Monday, February 02, 2009

Dumbing down

I once saw a programme about ‘dumbing down’ in our society. This particular programme happened to be British but I suspect there are similar shows in most countries.

In this one, a group of 15/16-year-old British students were heading for France on exchange visits. In spite of studying the French language, nobody in the group could name a single famous French person either alive or dead.
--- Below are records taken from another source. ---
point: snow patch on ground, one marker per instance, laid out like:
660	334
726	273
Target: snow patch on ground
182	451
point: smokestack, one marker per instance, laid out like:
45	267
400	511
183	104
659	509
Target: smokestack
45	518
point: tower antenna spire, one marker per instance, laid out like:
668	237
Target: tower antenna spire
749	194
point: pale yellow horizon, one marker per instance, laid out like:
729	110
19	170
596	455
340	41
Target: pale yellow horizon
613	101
One then had a flash of inspiration and shouted out “Plastic Bertrand”, who in fact is Belgian and I think an entertainer/ex pop star.
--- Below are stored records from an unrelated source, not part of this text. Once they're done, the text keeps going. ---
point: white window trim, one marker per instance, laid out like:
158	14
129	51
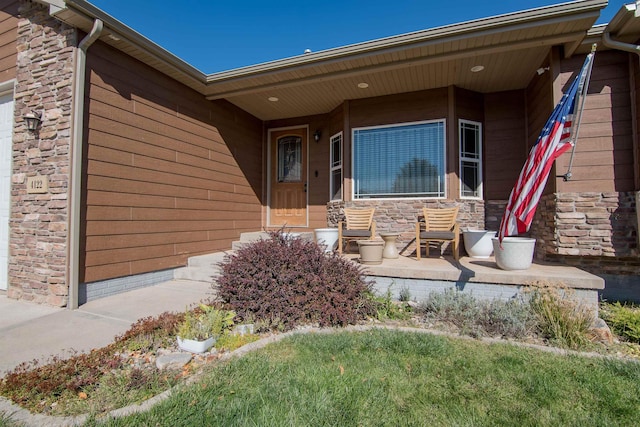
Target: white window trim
333	168
467	159
393	125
Whether People such as Voltaire, Napoleon Bonaparte, Marie Curie, Charles de Gaulle and even Zinedine Zidane for that matter, would be happy to know that their fame would be less long lasting than that of Plastic Bertrand I don’t know.

The same group equally struggled to identify a single German they’d heard of apart from, with sad predictability, a short man with a moustache – and even he was Austrian.
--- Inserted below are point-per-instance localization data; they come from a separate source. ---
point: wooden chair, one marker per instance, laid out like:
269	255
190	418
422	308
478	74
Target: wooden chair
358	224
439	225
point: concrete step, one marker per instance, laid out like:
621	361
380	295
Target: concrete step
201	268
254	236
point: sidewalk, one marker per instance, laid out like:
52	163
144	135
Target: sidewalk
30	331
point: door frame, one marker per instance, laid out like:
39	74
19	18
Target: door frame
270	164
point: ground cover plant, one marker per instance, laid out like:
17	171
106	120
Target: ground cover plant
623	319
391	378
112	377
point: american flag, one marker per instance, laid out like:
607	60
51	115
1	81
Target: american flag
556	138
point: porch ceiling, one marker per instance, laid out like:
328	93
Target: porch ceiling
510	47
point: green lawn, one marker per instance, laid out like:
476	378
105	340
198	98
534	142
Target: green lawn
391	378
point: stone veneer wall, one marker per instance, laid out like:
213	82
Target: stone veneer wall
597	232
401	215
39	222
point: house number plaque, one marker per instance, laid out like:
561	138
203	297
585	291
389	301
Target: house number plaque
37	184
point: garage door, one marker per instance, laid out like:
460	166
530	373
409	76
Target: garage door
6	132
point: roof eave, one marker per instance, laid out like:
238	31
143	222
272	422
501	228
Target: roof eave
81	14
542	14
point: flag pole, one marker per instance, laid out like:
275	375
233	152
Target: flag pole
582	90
This isn’t just restricted to British teenagers. Many adults from the UK who become expats actually have a poor understanding of the geography, history and politics of the country they’re moving to. I’ve met British people in The Netherlands that could not name the capital city and others in France who had no idea at all who was President or what the French national anthem is called. One expat I spoke to in Spain didn’t know which city was the Spanish capital and had also never heard of General Franco.

This isn’t one sided either. I’ve met Europeans living in the UK who have little knowledge of the UK outside of London and a few limited parts of the South-East of England. Many have had some truly bizarre ideas about the role of the royal family in British daily affairs.

I guess one needs to ask whether or not all this ignorance matters? If I’m sitting in a café in Amsterdam, completely content and minding my own business, does the world stop if I can’t bring to mind immediately the name of the Polish Prime Minister, the name of the second largest city in Slovenia, or the names of all the constituent peoples of Spain?

No, I guess not, but I’d like to think that if I was living in Poland, Slovenia or Spain, then I’d be able to have a pretty good go at getting the answers right!

Yet one could even question that. If you’re sitting in that café this time in Sydney where you now live, does it matter if you mistakenly believe you’re in the capital city of Australia? After all, surely all these things are only important in a quiz show?

This really is at the crux of the issue and relates to how expats of any nationality in any country integrate into their new society. How good is your knowledge of your new home?